May 24, 2014
Climate Change – The Latest Evidence and Implications
The videos from the Transformational Climate Science conference at Exeter University are still not yet available, but on Monday May 19th the Met Office hosted another climate change conference, this time in London. This one was held in conjunction with the Walker Institute at the University of Reading and the Grantham Institute for Climate change at Imperial College London, and was entitled "Climate change – the latest evidence and implications for business". As the title suggests, the audience this time around consisted of businesspeople instead of climate scientists. Some of the speakers from Exeter had headed up to London to speak about all things IPCC for the second time in a week, and those proceedings are already available on video at the Climasphere web site.
That page takes a while to load, but persevere and you will be rewarded with a total of almost four and half hours of information on the latest scientific findings about climate change, interspersed with a couple of breaks and introduced by the Director of the Walker Institute, Professor Nigel Arnell. If that seems overly daunting then I suggest you pick and choose from the following presentations from those who were also present in Exeter. From session 1 on "Climate change – the latest evidence" there's:
- Prof. Chris Field (Stanford University and IPCC WG II co-chair) on "Impacts and adaptation" – 00:20:00
- Prof. Jim Skea (Imperial College and IPCC WG III vice-chair) on "Mitigation of climate change" – 00:42:00
Session 2 on "What will climate change mean for the UK?" was started off by:
- Prof. Stephen Belcher (Head of the Met Office's Hadley Centre) on "Climate extremes" – 01:54:45
Since I'm from the UK I was interested in the rest of that session too, but wherever you hail from I also suggest you watch Dame Julia Slingo's summing up starting at 4:17:00. Amongst one or two other things Dame Julia had this to say:
What really struck me when I read the [IPCC AR5] reports was really that the highlights were WG II and WG III and I can say that without any shame, I'm a WG I scientist, because what was coming out of those was seriously now, as Chris said, wide ranging and consequential evidence of the impacts of climate change across many systems, and that's the first time we've been able to say that about the impacts. Just the scientific evidence for a changing climate from the physical evidence. Then we saw from Jim's talk really much, much more detail about our options, about the challenge we face.
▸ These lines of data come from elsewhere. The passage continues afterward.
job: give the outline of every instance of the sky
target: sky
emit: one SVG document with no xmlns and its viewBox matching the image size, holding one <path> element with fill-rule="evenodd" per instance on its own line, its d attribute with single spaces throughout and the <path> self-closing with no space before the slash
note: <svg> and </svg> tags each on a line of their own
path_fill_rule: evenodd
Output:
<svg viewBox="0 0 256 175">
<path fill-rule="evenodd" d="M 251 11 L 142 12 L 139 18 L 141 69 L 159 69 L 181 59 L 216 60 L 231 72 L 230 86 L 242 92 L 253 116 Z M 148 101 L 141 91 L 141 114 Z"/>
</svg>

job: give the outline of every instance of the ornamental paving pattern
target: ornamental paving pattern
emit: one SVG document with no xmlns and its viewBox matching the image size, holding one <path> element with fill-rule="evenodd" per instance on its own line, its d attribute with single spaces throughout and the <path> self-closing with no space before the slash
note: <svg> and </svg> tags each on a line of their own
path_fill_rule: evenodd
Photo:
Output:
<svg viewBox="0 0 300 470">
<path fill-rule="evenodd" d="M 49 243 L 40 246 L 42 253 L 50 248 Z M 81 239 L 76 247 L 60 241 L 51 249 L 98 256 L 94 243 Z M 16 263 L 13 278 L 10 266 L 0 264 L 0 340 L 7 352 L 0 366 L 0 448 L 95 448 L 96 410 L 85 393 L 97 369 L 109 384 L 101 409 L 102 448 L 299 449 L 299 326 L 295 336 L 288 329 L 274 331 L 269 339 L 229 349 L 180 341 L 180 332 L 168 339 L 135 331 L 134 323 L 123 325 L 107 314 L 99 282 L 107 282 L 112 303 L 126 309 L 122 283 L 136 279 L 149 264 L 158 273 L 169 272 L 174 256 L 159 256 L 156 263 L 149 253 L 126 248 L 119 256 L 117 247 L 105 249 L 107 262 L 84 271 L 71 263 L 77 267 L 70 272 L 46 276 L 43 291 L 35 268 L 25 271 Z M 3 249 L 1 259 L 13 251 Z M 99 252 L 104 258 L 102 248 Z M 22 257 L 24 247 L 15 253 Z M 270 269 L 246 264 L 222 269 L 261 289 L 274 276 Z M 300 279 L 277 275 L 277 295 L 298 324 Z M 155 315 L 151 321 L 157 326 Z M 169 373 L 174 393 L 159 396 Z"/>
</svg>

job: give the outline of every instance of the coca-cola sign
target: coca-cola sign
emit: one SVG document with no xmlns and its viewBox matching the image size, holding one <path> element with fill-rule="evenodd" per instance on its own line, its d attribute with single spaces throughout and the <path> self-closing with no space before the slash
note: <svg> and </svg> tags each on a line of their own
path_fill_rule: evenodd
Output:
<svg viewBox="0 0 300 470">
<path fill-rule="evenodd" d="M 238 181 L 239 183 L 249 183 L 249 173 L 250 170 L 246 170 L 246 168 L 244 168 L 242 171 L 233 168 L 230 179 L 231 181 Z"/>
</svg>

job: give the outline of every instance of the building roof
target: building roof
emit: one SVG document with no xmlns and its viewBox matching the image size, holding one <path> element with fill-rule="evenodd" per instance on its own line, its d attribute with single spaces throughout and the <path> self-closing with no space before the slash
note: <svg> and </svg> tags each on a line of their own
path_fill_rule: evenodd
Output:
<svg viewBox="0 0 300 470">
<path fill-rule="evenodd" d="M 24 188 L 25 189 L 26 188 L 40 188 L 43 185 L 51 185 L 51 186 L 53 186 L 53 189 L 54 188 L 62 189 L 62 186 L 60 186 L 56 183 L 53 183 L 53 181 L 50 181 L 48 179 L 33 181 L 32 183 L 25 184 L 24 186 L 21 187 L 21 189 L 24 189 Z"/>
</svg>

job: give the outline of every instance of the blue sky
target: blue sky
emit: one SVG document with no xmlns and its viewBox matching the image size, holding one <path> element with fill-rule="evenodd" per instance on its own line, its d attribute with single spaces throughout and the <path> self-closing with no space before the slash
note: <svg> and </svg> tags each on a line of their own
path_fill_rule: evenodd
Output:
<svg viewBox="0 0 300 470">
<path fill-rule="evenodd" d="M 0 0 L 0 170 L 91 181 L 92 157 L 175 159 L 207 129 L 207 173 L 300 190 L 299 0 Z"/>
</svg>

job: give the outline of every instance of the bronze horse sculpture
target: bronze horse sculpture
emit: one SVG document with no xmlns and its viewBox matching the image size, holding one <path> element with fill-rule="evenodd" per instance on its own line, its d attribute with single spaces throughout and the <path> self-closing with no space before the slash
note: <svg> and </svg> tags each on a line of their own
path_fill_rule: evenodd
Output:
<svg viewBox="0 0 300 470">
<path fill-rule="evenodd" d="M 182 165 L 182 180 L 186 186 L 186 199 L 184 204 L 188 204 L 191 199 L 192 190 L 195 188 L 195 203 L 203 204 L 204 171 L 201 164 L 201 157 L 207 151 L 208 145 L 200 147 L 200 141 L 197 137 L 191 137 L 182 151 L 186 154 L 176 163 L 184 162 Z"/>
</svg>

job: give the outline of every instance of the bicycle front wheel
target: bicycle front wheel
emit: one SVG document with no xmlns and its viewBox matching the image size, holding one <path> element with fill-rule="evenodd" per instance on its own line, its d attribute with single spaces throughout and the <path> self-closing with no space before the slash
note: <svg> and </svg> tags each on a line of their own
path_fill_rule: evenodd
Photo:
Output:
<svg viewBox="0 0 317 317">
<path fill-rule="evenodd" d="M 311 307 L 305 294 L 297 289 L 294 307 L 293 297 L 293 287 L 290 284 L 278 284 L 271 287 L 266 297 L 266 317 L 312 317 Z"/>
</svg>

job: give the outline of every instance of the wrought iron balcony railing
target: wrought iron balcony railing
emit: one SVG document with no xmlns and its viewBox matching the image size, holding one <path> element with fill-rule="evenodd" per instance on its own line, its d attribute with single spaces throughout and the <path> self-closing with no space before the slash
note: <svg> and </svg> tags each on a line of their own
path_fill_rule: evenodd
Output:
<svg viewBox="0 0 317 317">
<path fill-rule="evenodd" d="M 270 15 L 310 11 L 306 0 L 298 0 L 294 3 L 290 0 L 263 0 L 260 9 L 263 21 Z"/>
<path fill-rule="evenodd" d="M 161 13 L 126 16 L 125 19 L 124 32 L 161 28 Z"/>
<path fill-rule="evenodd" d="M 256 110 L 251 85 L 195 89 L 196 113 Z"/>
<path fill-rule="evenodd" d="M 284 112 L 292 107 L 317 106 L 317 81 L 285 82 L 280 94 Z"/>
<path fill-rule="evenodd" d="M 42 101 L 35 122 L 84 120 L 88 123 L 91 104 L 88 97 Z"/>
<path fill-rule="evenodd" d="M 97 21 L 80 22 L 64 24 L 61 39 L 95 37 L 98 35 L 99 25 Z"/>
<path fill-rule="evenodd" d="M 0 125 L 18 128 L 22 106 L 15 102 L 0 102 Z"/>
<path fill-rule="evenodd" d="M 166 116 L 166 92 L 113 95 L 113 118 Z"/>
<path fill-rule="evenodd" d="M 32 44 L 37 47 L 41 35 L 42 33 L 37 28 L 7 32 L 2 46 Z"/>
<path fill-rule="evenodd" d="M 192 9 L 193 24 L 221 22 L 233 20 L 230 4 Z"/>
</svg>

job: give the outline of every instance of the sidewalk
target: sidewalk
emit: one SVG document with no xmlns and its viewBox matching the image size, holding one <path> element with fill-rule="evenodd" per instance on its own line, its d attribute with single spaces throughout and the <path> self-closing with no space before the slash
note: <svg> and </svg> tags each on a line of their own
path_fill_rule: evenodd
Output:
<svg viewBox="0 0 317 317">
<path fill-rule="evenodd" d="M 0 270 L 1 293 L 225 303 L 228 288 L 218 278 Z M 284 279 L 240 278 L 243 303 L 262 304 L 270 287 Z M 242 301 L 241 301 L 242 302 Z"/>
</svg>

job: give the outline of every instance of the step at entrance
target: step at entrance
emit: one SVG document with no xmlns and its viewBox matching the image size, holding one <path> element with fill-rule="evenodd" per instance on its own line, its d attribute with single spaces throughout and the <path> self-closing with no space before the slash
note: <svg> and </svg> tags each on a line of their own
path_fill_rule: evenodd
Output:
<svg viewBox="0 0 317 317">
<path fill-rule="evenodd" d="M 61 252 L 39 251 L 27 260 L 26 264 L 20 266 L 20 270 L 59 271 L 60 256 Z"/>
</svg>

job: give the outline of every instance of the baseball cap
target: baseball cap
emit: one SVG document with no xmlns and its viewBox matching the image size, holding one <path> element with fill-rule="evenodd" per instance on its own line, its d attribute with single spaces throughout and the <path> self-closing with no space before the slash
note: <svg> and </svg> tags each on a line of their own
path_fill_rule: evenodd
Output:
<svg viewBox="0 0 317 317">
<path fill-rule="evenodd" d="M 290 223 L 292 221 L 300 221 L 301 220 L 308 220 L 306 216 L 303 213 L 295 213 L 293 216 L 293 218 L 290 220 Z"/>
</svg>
The phrase that comes to mind now is that at last we're into the phase of what I call "actionable science". This means we are in a place where science is mature enough, it's still not there in many respects but we as a global society must start to take action on the basis of that science. Of course it is uncertain, but that doesn't mean that we can't make risk based assessments and start talking about risk based actions, and accepting we don't all need to have the final decimal point, we just need to know what the scale of the challenge often is.
That being said I think the other thing that comes through time and time again in the discussions is that it's not about the global mean temperature any more, that we need to shape the climate change message much more about "what does it mean for me, regionally and locally", and that's really around extreme or high impact weather, it's about extreme seasons, it's about that intersection between natural variability of the climate and how climate change is often compounding that, and actually the key message from many of us now in the science community is that our climate will become more volatile and more challenging because of climate change.
That means a new science agenda. It means taking us way beyond what was in UKCP09. That was a fantastic start, but it was only a start. The science continues apace, and I think will accelerate in the next few years as we really get to grips with these key problems about regional climate, and we need to make sure that you as a community that acts on that science, hears about it, can shape it and work with us to translate it into action. The IPCC has an inter-governmental role, and that should continue, but we have to more and more find ways to work at the national or even international level, across sectors, to find how to translate what the new science on climate change is telling us into what we should do.